Il ritmo dei gol è perfetto: 16 in 8 partite, due al colpo. E ieri, appunto, è stata doppietta che ha chiuso dubbi e partita. È tornata la vecchia Juve: quella che vince sempre in casa (ora il record dice 23), quella che vince e ti lascia il malessere (i rigori anti Roma e la rete di Bonucci, stavolta il gol di Llorente con accluso fuorigioco di Tevez), quella che segna sempre per prima e poi ti ingoia. Comunque la Juve che sa essere padrona del campionato e non si preoccupa di un pareggio col Sassuolo e di una sconfitta in Champions.
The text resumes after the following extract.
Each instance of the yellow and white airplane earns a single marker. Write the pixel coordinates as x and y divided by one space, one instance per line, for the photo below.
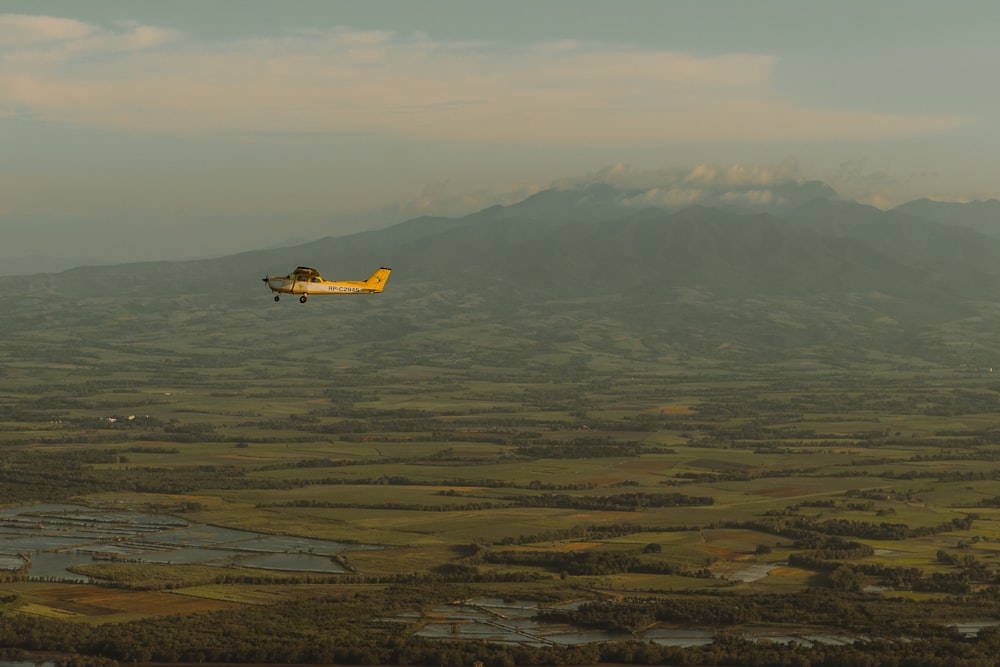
305 281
Juve dei vecchi eroi, o meglio: dei marines d'assalto. Vidal e Llorente hanno rispolverato l'antica arte. Il bambolone spagnolo avrà fatto versare lacrime dopo un'assenza di 161 giorni: 18 maggio contro il Cagliari, l'ultima rete. King Arthur si era esibito con una doppietta recente al Cesena, quella del record di vittorie che faceva pari con il Torino, quella del record di tiri juventini (29 in tutto) e del ritorno di Vidal in campo.

Stavolta il King ha aperto la strada al successo, chiudendo una delle azioni più belle della partita. Guarda caso nata da una azione di vecchio, italianissimo contropiede: Pereyra strappa palla e parte, Tevez si porta avanti e studia la situazione fin a fornire l'assist al tiro di Vidal. Perfetto gioco all'italiana, una goduria per chi ama il calcio estetico più che tattico. Ecco, Juve severamente italiana in certi aspetti. Difesa ermetica, grazie anche all'assenteismo del Palermo. Gioco non proprio esaltante fin a colpire e affondare. Magari un gran spreco di tiri verso la porta, questo sì. E, alla lunga, può diventare un handicap, se non un boomerang.
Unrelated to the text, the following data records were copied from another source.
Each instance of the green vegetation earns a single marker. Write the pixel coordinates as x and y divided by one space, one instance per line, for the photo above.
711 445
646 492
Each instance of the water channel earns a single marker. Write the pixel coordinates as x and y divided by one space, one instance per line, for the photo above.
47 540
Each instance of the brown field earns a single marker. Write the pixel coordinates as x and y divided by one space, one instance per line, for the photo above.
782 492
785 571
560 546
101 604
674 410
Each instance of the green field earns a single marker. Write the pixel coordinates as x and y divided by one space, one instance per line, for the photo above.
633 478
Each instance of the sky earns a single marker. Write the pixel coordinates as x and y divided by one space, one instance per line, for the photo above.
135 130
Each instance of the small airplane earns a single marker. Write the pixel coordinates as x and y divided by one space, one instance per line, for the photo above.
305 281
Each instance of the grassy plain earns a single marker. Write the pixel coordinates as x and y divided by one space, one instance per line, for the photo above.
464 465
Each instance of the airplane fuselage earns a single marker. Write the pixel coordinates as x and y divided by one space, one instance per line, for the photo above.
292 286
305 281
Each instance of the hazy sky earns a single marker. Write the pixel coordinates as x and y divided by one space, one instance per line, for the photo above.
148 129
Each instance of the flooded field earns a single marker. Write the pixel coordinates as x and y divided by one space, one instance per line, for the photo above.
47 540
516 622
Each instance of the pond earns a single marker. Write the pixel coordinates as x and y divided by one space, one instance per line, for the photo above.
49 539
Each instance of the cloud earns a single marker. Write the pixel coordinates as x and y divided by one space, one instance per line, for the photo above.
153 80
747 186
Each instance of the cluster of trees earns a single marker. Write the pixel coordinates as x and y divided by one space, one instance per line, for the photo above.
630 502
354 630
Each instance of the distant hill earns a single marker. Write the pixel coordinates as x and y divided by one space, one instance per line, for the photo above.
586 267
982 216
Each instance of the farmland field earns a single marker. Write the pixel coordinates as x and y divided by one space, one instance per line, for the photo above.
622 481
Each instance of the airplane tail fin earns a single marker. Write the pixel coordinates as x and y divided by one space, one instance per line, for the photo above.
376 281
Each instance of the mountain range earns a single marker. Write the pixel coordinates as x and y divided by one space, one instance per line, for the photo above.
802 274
Juve che può bastare in Italia, non altrettanto in Europa. Ma qui il discorso rischia di essere noioso come il gioco della Signora nel primo tempo. Son segnali che non possono rimandare all'immagine di una corazzata, piuttosto di un incrociatore con i suoi punti deboli. Il primo tempo bianconero, magari la buona disposizione del Palermo a farsi vittima (una sola parata di Buffon in tutta la partita), è stato colorato di monotonia per almeno mezzora. Ovvero fino al gol. Juve senza Pogba e Lichtsteiner per preciso calcolo di turn over. Llorente ancora in campo con la chiara logica di fargli trovare il gol. Però, che dire? Il pivottone ha lasciato tutti a braccia larghe quando si è mangiato due colpi di testa con mollismo d'un fantoccione. Preoccupante fin alla ripresa, quando ci ha preso con la capoccia svettando da una massa umana, beneficiando della disattenzione dell'arbitro sulla posizione pericolosa, e in fuorigioco, di Tevez. Cose che capitano. D'accordo, alla Juve questi colpi di fortuna capitano più spesso che ad altri. Ma ogni tanto anche il caso ci metterà lo zampino. Non sempre l'arbitro.
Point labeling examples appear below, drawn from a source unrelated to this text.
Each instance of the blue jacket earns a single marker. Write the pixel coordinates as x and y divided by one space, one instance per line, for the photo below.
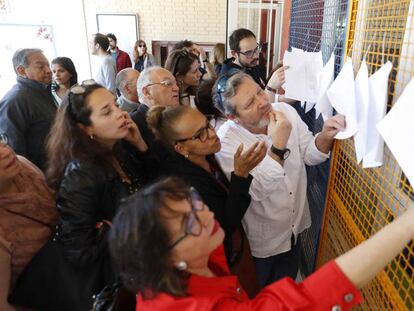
26 115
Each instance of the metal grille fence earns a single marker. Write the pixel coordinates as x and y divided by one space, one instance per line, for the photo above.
317 25
361 201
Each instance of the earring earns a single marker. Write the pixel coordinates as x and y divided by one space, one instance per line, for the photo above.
181 265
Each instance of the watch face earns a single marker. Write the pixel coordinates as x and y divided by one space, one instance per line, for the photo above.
286 154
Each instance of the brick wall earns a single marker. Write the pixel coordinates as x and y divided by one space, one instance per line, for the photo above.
167 20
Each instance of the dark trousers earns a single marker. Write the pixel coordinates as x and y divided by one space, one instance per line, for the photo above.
273 268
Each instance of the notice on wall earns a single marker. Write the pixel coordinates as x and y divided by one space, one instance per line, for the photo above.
397 130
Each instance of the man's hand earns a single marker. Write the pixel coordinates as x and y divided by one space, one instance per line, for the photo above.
278 78
331 127
245 162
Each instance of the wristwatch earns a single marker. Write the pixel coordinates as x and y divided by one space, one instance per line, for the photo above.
271 89
283 154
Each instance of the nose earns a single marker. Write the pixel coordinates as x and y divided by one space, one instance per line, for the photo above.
175 87
205 216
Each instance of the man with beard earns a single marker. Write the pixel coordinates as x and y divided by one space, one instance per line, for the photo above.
279 211
245 52
28 109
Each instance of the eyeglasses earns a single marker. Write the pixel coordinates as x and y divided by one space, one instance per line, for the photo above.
191 219
204 132
166 83
3 139
81 88
250 53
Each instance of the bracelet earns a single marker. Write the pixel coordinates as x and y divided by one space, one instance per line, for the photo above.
271 89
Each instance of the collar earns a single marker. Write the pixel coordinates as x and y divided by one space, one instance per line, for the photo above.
241 128
33 84
123 98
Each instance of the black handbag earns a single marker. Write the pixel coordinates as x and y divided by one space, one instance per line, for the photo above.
114 297
51 282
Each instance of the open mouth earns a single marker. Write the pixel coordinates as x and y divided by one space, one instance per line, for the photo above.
215 228
11 163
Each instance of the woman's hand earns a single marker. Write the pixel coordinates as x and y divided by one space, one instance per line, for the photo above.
134 135
245 162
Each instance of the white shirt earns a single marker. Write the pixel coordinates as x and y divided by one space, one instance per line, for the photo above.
106 73
279 206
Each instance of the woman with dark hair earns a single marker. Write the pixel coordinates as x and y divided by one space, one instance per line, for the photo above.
142 59
185 67
192 138
64 77
218 57
96 157
181 264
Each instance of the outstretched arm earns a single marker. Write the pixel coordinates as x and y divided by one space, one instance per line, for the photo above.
363 262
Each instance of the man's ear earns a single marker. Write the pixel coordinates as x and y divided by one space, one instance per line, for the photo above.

Però il risultato non è bugiardo ed è quel che conta. Dopo un primo tempo monotono, punteggiato da quattro tiri buttati (Marchisio e Llorente) fra il minuto 12 e il minuto 17, eppoi attesa fino al 30', la ripresa è stata più varia, meglio giocata, squadra più decisa e decisiva. Juve che attende ancora la bella copia di Pirlo, ma intanto sfrutta la lena di Pereyra e Marchisio, l'agitarsi di una orchestra che riesce sempre a ritrovare il filo della musica calcistica. Il Palermo ha fatto solo gioco di sponda alla narrativa juventina. Qualche guizzo di Dybala e niente più.

La Juve ha sfruttato la partecipazione senza protagonismo degli avversari, ha rinsaldato l'umore di Llorente, ha ritrovato la solita malasorte nei tiri di Giovinco (altro palo), ha lasciato a Tevez il piacere di fare e disfare e l'amaro in bocca alla Roma che si ritrova a tre punti di distanza. E, forse, il distacco è ben superiore a quel che dicono i numeri.